Dimanche 8 Août

Année consacrée au 100ème anniversaire de

la mort de Camille Saint-Saëns

Camille Saint-Saëns
Camille Saint-Saëns

Dimanche 8 Août

18h, Église Sainte-Eugénie de Saillagouse

Programme

Antonín Dvořák (1841 – 1904)

Quatuor nº 2 en mi bémol majeur, B. 162, Opus 87 pour violon, alto, violoncelle et piano (1889)

  • Allegro con fuoco
  • Lento
  • Allegro moderato, grazioso – Un pochettino più mosso
  • Finale.
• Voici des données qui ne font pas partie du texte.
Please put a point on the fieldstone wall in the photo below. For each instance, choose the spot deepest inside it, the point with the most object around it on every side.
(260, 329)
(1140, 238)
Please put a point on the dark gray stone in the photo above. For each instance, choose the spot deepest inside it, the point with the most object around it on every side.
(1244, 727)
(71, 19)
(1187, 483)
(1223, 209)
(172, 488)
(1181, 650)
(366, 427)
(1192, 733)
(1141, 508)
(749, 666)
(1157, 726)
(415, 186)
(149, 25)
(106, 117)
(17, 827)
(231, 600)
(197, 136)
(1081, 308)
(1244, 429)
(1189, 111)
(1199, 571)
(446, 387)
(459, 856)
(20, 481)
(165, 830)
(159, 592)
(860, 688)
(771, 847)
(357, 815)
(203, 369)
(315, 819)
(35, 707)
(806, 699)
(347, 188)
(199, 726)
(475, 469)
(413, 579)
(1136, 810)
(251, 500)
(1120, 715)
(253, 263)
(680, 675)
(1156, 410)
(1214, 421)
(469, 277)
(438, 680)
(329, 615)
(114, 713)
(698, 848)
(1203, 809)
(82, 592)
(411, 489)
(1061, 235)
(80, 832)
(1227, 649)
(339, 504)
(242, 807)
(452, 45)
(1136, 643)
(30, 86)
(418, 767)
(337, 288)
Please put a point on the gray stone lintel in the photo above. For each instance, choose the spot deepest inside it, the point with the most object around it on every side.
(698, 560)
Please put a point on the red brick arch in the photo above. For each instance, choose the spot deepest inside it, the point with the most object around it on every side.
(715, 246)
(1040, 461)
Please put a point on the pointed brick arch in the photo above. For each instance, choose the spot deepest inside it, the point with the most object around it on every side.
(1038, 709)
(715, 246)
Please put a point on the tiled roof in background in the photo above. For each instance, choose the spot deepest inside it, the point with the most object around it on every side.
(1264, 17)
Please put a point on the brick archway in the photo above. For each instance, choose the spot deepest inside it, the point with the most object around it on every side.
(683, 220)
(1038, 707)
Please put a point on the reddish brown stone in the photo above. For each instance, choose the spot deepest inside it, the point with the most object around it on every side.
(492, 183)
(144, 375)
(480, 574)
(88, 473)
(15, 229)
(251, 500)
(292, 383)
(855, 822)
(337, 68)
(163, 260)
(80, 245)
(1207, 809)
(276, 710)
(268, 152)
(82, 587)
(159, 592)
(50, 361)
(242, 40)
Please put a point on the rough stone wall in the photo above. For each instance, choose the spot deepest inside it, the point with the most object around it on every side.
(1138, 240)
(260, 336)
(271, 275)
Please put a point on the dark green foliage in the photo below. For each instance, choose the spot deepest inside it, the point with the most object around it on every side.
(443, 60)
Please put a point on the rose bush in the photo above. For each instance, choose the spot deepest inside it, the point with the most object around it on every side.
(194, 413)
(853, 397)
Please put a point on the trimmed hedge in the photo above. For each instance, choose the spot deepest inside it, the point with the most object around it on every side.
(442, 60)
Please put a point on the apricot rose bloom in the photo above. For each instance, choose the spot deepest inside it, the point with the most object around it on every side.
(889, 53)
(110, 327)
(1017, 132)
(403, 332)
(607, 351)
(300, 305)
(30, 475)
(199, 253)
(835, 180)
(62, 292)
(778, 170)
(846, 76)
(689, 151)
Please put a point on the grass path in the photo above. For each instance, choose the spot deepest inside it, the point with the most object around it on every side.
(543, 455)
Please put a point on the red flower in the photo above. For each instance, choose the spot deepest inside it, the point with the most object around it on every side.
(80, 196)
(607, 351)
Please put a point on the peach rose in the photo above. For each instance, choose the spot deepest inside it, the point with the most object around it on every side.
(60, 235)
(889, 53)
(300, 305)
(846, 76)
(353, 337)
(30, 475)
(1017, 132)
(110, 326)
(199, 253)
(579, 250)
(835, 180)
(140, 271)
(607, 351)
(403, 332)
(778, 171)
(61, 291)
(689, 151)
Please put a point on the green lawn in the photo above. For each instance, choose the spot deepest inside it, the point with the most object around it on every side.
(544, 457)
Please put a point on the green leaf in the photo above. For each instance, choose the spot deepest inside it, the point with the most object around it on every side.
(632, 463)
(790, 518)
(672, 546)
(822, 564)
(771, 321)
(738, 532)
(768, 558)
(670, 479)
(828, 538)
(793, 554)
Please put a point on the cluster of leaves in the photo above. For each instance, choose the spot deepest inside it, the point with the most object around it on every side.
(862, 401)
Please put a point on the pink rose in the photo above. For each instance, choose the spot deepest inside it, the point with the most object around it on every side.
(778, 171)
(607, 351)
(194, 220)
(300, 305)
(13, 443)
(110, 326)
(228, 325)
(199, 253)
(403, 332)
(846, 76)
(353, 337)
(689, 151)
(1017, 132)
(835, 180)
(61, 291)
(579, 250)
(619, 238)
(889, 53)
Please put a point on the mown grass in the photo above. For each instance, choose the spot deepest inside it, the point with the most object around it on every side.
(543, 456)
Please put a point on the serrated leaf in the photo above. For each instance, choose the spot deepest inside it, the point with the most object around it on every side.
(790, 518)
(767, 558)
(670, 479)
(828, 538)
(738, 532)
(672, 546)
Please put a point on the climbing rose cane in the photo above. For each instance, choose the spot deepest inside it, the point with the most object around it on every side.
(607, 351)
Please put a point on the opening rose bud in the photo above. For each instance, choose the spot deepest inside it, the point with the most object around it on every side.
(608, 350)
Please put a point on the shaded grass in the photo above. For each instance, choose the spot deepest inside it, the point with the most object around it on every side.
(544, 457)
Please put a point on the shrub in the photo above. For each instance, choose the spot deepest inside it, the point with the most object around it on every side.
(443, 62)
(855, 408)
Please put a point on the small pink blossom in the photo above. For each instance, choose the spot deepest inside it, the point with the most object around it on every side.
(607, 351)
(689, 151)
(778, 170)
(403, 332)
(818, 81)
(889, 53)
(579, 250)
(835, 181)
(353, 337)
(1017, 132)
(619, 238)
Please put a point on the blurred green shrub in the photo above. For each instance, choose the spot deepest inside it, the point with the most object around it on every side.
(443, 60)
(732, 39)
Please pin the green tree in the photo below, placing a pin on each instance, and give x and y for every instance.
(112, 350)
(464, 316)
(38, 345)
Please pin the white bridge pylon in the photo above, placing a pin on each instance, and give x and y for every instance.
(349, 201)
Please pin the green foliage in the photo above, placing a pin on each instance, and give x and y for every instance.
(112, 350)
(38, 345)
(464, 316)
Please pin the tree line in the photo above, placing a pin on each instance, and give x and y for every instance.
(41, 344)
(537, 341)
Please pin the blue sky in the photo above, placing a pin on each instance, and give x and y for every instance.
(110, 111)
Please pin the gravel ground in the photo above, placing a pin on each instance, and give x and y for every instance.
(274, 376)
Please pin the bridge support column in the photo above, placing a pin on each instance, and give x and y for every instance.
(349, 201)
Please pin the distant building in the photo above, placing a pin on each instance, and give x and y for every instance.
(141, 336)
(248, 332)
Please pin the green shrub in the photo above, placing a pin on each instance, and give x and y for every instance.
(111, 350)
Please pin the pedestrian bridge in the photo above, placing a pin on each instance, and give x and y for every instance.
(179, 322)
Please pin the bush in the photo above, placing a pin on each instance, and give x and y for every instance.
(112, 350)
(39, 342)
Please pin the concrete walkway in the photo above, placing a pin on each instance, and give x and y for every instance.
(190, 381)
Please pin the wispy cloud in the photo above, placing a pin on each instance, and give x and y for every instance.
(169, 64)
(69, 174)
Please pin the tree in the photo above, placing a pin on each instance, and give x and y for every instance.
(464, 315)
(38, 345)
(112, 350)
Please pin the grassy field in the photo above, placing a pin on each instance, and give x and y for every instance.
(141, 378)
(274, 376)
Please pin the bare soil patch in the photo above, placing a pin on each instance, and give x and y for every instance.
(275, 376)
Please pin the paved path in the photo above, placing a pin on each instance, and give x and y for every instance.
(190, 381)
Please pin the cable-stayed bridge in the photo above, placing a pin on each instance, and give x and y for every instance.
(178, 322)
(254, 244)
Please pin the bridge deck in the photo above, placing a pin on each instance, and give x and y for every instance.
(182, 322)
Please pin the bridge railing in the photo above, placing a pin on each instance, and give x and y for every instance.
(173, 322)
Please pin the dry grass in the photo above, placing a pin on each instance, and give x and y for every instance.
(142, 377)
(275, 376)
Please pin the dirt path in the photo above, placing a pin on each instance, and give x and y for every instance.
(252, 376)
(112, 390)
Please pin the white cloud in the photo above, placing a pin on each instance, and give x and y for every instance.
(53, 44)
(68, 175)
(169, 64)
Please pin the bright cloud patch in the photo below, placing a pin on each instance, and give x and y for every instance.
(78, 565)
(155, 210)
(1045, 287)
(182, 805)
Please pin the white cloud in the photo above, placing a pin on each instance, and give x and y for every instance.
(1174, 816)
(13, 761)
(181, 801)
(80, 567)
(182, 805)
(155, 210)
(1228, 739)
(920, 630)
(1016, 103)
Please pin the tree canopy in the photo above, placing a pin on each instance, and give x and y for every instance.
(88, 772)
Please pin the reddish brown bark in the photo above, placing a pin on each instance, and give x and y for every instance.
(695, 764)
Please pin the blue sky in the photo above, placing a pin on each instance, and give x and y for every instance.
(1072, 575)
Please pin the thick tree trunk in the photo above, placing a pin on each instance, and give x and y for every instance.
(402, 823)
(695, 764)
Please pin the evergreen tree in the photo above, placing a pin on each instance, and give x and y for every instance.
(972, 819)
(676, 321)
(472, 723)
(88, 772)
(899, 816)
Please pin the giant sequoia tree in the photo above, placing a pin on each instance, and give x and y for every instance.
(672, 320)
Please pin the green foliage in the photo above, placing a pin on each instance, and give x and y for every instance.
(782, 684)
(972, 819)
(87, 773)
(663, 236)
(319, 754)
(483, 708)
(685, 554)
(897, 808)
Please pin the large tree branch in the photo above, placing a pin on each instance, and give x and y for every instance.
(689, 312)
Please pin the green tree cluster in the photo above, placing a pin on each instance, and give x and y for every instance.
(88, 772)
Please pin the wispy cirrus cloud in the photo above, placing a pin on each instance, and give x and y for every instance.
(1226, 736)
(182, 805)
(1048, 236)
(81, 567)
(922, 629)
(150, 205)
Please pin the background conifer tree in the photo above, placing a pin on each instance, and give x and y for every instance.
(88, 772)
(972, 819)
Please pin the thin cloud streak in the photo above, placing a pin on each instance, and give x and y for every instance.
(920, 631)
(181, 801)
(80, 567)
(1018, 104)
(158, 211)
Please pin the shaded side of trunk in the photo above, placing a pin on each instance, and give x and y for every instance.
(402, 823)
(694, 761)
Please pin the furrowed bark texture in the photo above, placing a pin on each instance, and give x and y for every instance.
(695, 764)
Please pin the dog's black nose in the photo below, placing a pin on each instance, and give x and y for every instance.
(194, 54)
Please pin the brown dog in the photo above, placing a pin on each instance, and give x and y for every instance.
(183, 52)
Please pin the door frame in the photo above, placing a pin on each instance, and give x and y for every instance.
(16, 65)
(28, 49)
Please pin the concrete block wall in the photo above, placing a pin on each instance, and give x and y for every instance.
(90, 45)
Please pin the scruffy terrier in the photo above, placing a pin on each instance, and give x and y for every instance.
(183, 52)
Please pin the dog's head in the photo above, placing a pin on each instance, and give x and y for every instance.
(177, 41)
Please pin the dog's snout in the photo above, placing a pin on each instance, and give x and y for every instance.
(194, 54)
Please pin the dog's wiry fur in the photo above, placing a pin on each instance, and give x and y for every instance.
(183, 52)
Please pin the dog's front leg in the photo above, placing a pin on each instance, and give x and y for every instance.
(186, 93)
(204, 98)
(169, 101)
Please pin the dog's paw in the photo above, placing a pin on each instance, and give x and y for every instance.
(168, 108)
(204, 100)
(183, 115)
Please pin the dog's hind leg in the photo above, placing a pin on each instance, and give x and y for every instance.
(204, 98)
Allegro ma non troppo

Camille Saint-Saëns (1835 – 1921):

Introduction et Rondo capriccioso, Op. 28 pour violon et piano

Le Carnaval des animaux (1886)

Ala Voronkova, violon

Joan Palet, violoncelle, basse

Nicolas Licciardi, piano

Guerassim Voronkov, piano, violon, alto

Commentaires

ANTONIN DVORAK (1841-1904) : QUATUOR N°2 pour piano et cordes en mi bémol majeur OP. 87

Le quatuor, composé en 1889, s’ouvre sur un ALLEGRO CON FUOCO qui énonce avec vigueur le thème principal. Ce feu slave est suivi d’un LENTO, cœur spirituel de l’œuvre, romance d’une mélodie sereine, non dénuée de passion. Le troisième mouvement, ALLEGRO MODERATO, grazioso – un pochettino più mosso, alterne valse lente et langoureuse et rythme entraînant et animé. Le Finale, ALLEGRO MA NON TROPPO renoue avec le dynamisme initial et mêle au tournoiement des airs de danse populaire le charme d’une mélodie romantique.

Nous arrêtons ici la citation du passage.